Work

How founder Rachel Rodgers hit a $1 million-month after Covid upended her business

Share
Rachel Rodgers is the founder of Hello Seven.
Dale May

As she puts it, Rachel Rodgers is done suffering in silence.

In late May, following the police killing of George Floyd, organizations across the country pledged support of racial justice protests and the Black Lives Matter movement to work toward dismantling systemic racism. Rodgers, founder of the business coaching and membership community Hello Seven, saw online discussions in small-business forums that, from her perspective, did little to actually uncover racism embedded within her own networks.

As a Black female founder, she took it upon herself to call out what she saw as performative allyship from White business leaders. In response, she helped organize a small-business town hall and launched the Anti-Racist Small Business Pledge to help small-business owners promote racial equity within their operations and express a long-term commitment to becoming an anti-racist organization.

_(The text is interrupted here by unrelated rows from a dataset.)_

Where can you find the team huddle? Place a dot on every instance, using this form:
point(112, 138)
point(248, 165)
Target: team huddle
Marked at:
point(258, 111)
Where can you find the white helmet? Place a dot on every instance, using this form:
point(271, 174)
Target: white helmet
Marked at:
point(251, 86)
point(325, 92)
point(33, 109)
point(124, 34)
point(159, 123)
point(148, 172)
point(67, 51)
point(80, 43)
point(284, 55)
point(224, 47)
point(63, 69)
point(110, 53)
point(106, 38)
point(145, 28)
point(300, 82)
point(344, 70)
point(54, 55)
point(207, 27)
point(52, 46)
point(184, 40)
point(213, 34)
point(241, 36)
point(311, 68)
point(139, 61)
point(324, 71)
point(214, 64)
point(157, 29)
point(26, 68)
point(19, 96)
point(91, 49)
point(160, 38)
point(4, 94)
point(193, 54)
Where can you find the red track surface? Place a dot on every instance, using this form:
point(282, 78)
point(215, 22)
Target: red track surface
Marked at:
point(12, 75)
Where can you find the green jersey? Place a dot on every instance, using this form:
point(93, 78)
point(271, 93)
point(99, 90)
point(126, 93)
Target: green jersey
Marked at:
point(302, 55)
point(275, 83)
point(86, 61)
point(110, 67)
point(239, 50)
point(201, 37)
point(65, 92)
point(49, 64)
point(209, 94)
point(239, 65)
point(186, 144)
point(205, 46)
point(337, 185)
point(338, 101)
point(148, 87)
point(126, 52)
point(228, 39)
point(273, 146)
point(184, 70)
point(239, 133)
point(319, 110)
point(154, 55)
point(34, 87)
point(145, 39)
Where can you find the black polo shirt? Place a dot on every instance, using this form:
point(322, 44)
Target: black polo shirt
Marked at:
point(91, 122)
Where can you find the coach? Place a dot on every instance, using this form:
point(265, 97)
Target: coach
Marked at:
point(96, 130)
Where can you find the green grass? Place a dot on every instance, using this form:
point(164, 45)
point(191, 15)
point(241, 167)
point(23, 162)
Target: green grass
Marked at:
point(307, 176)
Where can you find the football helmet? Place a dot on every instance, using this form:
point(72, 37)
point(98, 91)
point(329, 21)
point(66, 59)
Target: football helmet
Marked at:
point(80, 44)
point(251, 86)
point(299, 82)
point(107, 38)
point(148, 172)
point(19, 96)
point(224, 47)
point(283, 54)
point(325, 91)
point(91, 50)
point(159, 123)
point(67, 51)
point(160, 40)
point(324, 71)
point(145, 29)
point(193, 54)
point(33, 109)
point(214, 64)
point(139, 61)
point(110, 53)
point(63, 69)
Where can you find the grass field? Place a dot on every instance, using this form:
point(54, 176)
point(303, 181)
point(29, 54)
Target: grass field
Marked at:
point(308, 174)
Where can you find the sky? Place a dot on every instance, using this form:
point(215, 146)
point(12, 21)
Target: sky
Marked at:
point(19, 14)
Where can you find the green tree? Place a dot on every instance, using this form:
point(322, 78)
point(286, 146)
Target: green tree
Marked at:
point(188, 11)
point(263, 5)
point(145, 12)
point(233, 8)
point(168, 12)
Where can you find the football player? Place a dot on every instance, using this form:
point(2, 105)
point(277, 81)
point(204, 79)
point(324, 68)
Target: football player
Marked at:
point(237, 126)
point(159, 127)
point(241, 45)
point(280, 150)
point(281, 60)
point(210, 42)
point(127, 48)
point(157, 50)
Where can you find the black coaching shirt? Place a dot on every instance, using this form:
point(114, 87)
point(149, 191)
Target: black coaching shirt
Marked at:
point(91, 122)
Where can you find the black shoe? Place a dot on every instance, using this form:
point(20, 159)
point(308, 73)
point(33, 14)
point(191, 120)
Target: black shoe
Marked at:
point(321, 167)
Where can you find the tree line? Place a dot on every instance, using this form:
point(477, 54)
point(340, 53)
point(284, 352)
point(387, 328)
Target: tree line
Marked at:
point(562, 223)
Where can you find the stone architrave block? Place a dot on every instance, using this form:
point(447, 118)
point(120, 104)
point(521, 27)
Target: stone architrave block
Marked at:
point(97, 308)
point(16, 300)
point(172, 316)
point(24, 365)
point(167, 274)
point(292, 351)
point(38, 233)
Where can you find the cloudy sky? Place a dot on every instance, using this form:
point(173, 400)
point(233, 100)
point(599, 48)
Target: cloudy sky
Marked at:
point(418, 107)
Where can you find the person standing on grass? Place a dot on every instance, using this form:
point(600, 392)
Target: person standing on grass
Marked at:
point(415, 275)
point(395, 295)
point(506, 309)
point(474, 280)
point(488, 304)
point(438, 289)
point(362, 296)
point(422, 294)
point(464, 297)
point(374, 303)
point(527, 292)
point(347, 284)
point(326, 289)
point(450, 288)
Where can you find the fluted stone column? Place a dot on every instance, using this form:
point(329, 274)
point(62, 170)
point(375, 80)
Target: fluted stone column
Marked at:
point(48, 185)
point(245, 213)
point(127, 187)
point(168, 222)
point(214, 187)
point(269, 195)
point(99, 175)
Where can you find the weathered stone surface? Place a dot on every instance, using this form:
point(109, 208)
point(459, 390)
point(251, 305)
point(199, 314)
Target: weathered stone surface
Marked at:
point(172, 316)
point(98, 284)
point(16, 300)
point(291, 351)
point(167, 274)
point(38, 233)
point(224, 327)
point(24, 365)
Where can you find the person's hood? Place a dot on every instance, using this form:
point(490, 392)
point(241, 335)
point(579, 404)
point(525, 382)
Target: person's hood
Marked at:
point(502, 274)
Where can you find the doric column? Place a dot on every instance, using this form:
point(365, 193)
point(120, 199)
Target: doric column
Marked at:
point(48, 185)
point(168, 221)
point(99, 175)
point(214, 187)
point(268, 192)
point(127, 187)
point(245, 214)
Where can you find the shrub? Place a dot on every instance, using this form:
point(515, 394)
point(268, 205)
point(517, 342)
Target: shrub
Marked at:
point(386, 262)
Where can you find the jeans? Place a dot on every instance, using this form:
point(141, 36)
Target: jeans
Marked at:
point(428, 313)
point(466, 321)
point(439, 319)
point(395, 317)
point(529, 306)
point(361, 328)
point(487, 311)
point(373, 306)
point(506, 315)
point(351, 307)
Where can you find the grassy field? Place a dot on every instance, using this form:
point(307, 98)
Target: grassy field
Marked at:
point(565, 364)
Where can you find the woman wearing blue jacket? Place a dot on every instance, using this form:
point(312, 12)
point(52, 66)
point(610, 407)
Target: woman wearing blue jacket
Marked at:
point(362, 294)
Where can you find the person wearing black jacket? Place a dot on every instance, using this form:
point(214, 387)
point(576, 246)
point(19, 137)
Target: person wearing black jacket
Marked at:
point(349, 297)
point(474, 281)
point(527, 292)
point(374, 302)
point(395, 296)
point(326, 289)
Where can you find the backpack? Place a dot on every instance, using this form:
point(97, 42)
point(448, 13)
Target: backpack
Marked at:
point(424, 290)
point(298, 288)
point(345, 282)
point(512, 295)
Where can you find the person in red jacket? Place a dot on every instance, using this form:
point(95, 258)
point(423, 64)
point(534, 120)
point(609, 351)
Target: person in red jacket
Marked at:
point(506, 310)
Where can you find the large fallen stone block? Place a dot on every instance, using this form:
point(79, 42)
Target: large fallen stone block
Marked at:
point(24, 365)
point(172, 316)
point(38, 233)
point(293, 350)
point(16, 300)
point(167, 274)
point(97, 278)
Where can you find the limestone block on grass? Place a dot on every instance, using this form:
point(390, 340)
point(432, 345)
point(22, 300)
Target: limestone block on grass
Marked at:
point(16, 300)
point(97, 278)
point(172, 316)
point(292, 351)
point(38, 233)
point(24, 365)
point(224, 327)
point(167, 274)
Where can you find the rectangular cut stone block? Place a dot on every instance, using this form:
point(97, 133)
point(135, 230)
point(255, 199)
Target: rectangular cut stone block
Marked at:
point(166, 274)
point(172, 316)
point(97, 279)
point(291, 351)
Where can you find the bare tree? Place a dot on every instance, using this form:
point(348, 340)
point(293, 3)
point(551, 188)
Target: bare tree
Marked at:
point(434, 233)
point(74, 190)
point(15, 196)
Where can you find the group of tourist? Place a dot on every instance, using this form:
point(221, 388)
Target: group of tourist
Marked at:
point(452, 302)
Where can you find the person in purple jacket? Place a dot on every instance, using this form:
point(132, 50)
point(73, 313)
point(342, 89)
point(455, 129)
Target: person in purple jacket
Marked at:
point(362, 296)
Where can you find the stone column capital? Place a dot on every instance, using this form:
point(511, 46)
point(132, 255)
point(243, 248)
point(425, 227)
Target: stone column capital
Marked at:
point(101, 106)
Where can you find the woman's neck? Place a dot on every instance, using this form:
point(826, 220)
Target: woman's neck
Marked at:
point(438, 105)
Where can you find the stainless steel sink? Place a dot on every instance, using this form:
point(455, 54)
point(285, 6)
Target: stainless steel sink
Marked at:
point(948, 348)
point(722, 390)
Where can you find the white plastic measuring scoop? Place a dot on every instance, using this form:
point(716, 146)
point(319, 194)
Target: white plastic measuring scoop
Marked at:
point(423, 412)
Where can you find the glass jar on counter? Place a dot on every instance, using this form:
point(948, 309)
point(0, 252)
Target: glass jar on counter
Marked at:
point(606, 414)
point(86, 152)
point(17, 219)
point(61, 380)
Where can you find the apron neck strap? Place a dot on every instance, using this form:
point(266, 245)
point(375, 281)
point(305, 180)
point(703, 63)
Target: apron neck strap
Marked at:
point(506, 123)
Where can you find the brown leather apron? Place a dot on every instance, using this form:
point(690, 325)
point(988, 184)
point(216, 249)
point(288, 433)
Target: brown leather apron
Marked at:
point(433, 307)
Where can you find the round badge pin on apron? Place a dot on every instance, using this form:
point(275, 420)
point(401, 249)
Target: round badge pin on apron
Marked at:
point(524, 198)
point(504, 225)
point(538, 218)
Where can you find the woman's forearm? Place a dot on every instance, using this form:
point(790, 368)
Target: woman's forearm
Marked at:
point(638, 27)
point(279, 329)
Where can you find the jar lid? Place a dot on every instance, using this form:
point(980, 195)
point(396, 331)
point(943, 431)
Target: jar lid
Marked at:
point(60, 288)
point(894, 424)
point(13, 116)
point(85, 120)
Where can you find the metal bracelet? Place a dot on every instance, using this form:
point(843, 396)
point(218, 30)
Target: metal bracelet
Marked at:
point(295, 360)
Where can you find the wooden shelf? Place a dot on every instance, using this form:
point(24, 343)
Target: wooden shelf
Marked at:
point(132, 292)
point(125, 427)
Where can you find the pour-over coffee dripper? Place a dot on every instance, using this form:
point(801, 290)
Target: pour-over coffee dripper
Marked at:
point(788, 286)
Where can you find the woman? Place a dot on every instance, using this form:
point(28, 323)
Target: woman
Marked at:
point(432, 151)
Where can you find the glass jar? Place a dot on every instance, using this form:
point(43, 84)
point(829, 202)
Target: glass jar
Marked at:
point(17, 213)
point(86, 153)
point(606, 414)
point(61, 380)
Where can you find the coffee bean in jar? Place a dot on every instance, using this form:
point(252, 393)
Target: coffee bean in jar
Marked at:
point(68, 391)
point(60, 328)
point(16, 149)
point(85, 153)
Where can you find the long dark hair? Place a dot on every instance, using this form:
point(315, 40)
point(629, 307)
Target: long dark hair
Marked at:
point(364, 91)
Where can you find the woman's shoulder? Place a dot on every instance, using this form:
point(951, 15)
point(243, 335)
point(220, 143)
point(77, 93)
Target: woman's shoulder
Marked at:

Around the same time, she was grappling with the pandemic's financial impacts on her own company, a coaching service that helps women entrepreneurs scale their business from $100,000 to $1 million-plus. Clients were losing income and job security, making it harder for them to justify the nearly $3,000 annual membership fee. Breaking from how the company had operated for years, Rodgers and her team decided to adjust their membership fee down to $300 on a monthly basis to provide greater flexibility to clients.

"We had to change everything, from how the membership worked to the technology we use on the site," Rodgers, 38, tells CNBC Make It, "but I'm glad we did it and I'm grateful we're in this place now offering something that's more accessible."

Providing flexibility to scale worked. While Hello Seven started with roughly 60 clients at the beginning of 2020, it ended the year with around 1,800.

That quick thinking, followed by months of work, helped Rodgers reach her own personal milestone in June, when she brought in $1 million in revenue within a month-long timespan.

It was a feat upon feats even in more normal circumstances: While women, and especially women of color, are driving forces behind the growth of small businesses in America, just 2% of women-owned businesses bring in $1 million in revenue in a given year.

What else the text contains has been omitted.